Trying to put some theory into practice before an exam without any lectured examples, so forgive me if this is simple... I have the subgroup of $GL_2(\mathbb{R})$ given by \begin{equation} G=\bigg{\{}\begin{pmatrix}a & b \\ 0 & 1 \end{pmatrix}:a,b\in\mathbb{R},a\not=0\bigg{\}} \end{equation} which I would firstly like to show is a Lie group under matrix multiplication, a secondly find all its one-parameter subgroups.
It's obvious to me this is not a closed subgroup (so we can't apply Cartan's theorem and conclude $G$ is an embedded Lie subgroup and hence a Lie group), and unlike the subgroups $O_n(\mathbb{R})$ and $SL_n(\mathbb{R})$ etc. I can't write $G$ as the inverse image of a regular value of a smooth map and apply the IFT. How else could I show $G$ is a smooth manifold?
I'm also trying to find all one-parameter subgroups of $G$, i.e. all Lie group homomorphisms $\sigma:\mathbb{R}\rightarrow G$. I've tried writing such a map explicitly in terms of functions $a(t)$ and $b(t)$ and arrive at the conditions $a(t+s)=a(t)a(s)$ and $b(t+s)=a(t)(1+b(s))$, but this doesn't seem very neat. I also have the fact that $G$ is isomorphic as a group to invertible linear transformations $T$ on $\mathbb{R}$ of the form $T(x)=ax+b$ but I don't know if this helps.
Could someone please help me with this example, since all I have at the moment is theory and am struggling to put it into practice. Thanks
As mentioned in the comments, $G$ is a closed subset of $GL_2(\Bbb R)$.
The one-parameter subgroups are exactly the maps $\Bbb R \to G$ defined by $$\phi_X : t \mapsto \exp(t X),$$ for $X \in \mathfrak g \cong T_I G$.

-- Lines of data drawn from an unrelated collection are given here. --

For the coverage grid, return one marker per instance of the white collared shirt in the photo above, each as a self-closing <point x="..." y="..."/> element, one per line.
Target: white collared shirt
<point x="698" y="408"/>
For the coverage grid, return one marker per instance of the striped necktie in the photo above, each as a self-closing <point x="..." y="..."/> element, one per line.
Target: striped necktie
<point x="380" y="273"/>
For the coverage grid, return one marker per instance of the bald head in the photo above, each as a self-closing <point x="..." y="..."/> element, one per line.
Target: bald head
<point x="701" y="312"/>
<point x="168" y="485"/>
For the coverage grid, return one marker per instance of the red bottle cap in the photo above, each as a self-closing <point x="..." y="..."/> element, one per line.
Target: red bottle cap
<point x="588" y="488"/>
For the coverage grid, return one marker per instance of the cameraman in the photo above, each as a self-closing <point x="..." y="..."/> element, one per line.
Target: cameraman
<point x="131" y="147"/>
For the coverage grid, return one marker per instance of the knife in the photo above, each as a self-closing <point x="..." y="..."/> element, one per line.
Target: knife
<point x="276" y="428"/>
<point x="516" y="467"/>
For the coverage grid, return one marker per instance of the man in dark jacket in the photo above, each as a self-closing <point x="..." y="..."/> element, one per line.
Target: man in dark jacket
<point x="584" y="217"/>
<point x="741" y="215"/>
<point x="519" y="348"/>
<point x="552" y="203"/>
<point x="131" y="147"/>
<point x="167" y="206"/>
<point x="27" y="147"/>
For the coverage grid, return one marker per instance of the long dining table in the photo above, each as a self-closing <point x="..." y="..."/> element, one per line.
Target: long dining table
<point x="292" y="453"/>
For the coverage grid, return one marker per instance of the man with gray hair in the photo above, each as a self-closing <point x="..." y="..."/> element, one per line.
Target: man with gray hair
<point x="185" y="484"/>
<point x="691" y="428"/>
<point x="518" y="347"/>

In our case, it's straightforward to check that under this identification (and the identification of $T_I G$ as a subspace of $T_I GL_2(\Bbb R) = T_I M(2, \Bbb R) \cong M(2, \Bbb R)$) the Lie algebra $\mathfrak g$ of $G$ $$\mathfrak g = \left\{\pmatrix{a&b\\0&0} : a, b \in \Bbb R \right\},$$ so it remains just to produce an explicit formula for $$\exp\left[ t \pmatrix{a&b\\0&0\\}\right] = \exp\pmatrix{at&bt\\0&0} .$$ One way to handle this is to write the matrix on the r.h.s. as $A + B$, where $$A := \pmatrix{at&0\\0&0}, \qquad B := \pmatrix{0&bt\\0&0} ,$$ which enables simplification of the expression for the exponential when using the formula $\exp X = 1 + X + \frac{1}{2} X^2 + \frac{1}{6} X^3 + \cdots$ that holds in the matrix group setting.